OF MUMBLING, RULES AND JOHN FORCE
Sixteen-time NHRA Funny Car champion John Force doesn't deny he has critics; some of them both on and off the record in the nitro pits.
This week the NHRA announced point penalties for all categories where drivers either strike the timing blocks or cross the centerline. In the nitro divisions, this penalty extends to the quarter-mile mark.
Force also understands there are those calling this new regulation, "The John Force Rule" following criticism late last season and intensified following his two-car crash with Johnny Lindberg at Wild Horse Motorsports Park when the sixteen-time champion exploded the engine and his car drifted over into Lindberg's lane where the two became entangled and came to a stop in the shutdown area.
"Well, they can do what they want," Force responded, in response to the John Force Rule banter.
"You know, I’ve made statements on TV that I drove on the edge, and I’d drive ’til I crash, and I don’t mean that, that’s great theatrics. The truth is I drive my race car because I don’t want to get hurt and I sure don’t want to hurt nobody else.

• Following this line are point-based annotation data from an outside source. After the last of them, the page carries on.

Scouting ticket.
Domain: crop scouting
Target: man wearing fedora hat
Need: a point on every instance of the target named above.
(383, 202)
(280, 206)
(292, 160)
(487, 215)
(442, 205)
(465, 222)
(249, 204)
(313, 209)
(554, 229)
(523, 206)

"With what I went through in the last year with these cars steering, and the headers, and some of the stuff that’s crazy, I have gone over the centerline. But so have a lot (of other drivers), they’re just pointing me out for whatever reason. But at the end of the day, they passed a rule; they can call it what they want to call it. What’s important to me is to keep people safe.
"NHRA’s going to fine us if we cross over. But if it will save somebody’s life, then it’s a good idea."
The problem with the rule, Force adds, there are variables which sometimes can be unavoidable. For instance, when Force exploded his engine in Phoenix, the concussion of the blast rendered him unconscious.
"I don’t make rules," Force said. "Look, they complained, they wanted rules, now they got rules, and it will bite somebody that’ll get thrown out, and they’ll be furious, ‘Why are you throwing me out?"
"I don’t make the rules; I abide by them. What people say about me, that doesn’t bother me. Sticks and stones will break my bones, but words will never hurt me. God bless them. They’re the only ones I’ve got to race."
NHRA Vice President Graham Light said the NHRA had looked into this rule following the first event of the season when 40 minutes of downtime was attributed to the striking and replacement of cones during the NHRA Winternationals.
"The rule applies to every category, including sportsman and motorcycles," Light said. "Too many times we see cars, and I was a racer, and I know what they are going through. If the car is headed towards the wall, the driver says I need to get out of it because it is going to hurt and they get out of it.
"When the car is headed toward the centerline, they say, 'I think I can avoid it. I think I can. I can't."
"We have far more centerline violations than we have in drivers tagging the walls. We have a lot in Alcohol Funny Car, a hard car to drive. Pro Mod. Not putting any blame on drivers. It was time out of safety, we don't need the cars coming together. The time constraints, we spent 40 minutes in Pomona over the course of the four days cleaning up broken foam block. It's not a John Force rule, it's a rule for those who continually cross the centerline."